Mar 25, 2021 - Sale 2562

Sale 2562 - Lot 258

Price Realized: $ 2,375
?Final Price Realized includes Buyer’s Premium added to Hammer Price
Estimate: $ 1,200 - $ 1,800
WHEATLEY'S FIRST MAGAZINE APPEARANCE (LITERATURE.) Phillis Wheatley. Recollection, to Miss A__ M__, Humbly Inscribed by the Authoress, in the March 1772 issue of The London Magazine. Pages [97]-148. 8vo, disbound; lacking the 3 plates (none of them relating to Wheatley), minimal wear. London, May 1772

Additional Details

The first appearance of Wheatley's fourth published poem, and her first magazine appearance of any kind--preceded only by a broadside, a pamphlet printing, and newspaper appearances. Her book, "Poems on Various Subjects, Religious and Moral," was published in London the following year.

The poem appears here on pages 134-135. It is prefaced by a short note from a Boston subscriber describing Wheatley: "There is in this town a young Negro woman, who left her country at ten years of age, and has been in this eight years. She is . . . an accomplished mistress of her pen, and discovers a most surprising genius. . . . The following was occasioned by her being in company with some young ladies of family, when one of them said she did not remember, among all the poetical pieces she had seen, ever to have met with a poem upon Recollection. The African (so let me call her, for so in fact she is) took the hint, went home to her master's, and soon sent what follows." The poem is further prefaced with a dedication note by the author, who is attributed only as "Your very humble servant, Phillis."

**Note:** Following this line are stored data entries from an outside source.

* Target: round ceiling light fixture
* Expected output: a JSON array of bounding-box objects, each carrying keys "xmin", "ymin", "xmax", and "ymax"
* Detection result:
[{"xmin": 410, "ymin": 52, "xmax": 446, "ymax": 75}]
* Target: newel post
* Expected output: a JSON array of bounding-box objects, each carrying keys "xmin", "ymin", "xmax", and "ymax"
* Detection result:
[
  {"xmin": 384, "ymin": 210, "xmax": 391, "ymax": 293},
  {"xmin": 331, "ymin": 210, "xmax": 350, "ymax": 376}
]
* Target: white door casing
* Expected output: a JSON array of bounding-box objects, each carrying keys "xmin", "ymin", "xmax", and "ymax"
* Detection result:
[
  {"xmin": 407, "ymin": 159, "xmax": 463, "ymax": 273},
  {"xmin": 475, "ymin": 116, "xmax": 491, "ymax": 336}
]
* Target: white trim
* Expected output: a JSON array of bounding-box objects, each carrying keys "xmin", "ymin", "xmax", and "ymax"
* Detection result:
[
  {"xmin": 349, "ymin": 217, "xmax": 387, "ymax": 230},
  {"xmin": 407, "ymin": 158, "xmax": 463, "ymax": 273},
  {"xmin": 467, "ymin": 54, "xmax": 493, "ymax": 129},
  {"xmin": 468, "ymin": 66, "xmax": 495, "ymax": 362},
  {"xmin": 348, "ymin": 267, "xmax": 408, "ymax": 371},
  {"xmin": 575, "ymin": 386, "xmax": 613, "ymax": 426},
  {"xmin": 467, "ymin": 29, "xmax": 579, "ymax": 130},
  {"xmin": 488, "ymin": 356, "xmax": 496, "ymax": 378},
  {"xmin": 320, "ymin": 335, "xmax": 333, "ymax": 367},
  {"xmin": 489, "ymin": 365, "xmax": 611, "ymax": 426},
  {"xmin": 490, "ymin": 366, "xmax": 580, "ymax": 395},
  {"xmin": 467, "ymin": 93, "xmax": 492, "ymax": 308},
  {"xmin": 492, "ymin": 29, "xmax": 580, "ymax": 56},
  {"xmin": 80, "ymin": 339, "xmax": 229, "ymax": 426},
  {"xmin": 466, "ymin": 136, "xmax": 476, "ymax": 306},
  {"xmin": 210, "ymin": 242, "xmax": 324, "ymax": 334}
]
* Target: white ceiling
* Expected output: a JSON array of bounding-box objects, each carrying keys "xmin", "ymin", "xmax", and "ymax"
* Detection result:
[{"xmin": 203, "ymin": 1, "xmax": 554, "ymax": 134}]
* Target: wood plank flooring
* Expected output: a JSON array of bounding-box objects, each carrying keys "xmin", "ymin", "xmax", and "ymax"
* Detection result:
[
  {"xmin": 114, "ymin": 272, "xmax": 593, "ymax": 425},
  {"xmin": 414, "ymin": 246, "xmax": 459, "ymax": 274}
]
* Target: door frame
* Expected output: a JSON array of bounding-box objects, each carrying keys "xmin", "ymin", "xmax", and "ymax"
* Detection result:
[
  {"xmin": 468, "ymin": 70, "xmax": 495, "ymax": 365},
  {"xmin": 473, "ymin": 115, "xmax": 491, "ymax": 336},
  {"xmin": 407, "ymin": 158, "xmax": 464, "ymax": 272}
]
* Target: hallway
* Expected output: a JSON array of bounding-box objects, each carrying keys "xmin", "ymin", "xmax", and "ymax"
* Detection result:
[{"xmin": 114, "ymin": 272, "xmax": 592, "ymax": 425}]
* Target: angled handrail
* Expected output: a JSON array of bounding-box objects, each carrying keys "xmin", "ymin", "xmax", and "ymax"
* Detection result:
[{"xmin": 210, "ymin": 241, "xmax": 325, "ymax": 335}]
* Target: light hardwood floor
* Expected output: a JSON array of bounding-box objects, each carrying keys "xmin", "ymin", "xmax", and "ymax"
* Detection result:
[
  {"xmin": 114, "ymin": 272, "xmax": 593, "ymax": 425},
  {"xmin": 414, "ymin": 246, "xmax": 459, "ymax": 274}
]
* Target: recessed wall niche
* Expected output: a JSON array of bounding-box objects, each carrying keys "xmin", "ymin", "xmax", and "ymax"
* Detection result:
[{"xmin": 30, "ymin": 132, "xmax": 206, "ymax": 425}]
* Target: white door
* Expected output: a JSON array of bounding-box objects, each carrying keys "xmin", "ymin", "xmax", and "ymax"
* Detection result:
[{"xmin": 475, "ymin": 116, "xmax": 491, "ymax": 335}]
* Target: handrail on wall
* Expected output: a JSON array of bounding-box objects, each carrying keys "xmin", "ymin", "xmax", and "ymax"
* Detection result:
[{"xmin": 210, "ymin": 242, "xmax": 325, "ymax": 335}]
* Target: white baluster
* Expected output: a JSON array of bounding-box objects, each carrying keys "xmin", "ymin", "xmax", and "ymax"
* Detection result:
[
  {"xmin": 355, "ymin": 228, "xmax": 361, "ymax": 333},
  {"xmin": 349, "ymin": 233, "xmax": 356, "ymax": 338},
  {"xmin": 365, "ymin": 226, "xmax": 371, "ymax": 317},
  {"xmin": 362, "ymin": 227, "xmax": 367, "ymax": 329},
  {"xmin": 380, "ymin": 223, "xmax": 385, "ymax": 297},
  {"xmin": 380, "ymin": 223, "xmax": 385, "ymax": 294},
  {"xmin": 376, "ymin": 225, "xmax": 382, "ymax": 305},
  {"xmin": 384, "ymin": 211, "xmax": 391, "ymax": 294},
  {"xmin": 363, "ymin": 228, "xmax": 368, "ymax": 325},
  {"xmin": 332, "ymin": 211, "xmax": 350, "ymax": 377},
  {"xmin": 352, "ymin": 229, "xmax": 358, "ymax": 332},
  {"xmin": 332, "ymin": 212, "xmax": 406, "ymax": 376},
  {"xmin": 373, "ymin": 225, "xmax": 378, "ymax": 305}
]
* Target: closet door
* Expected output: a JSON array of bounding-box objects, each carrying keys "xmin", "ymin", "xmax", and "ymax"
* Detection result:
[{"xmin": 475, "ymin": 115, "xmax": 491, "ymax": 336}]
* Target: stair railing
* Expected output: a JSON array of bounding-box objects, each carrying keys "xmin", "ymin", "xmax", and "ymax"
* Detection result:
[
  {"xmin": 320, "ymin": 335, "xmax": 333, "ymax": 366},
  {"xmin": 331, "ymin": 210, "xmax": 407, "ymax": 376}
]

The poem begins with a plea to Mneme, the Greek muse of memory, to "inspire . . . your vent'rous Afric in the deep design." It was revised substantially for its book appearance the following year, including that line (changed to "your vent'rous Afric in her great design").

For a summary of Wheatley's early published works, see Mukhtar Ali Isani, "The Contemporaneous Reception of Phillis Wheatley: Newspaper and Magazine Notices during the Years of Fame, 1765-1774," in The Journal of Negro History, Autumn, 2000 (85:4), pages 260-273. We have traced no earlier works by Wheatley at auction since 1935.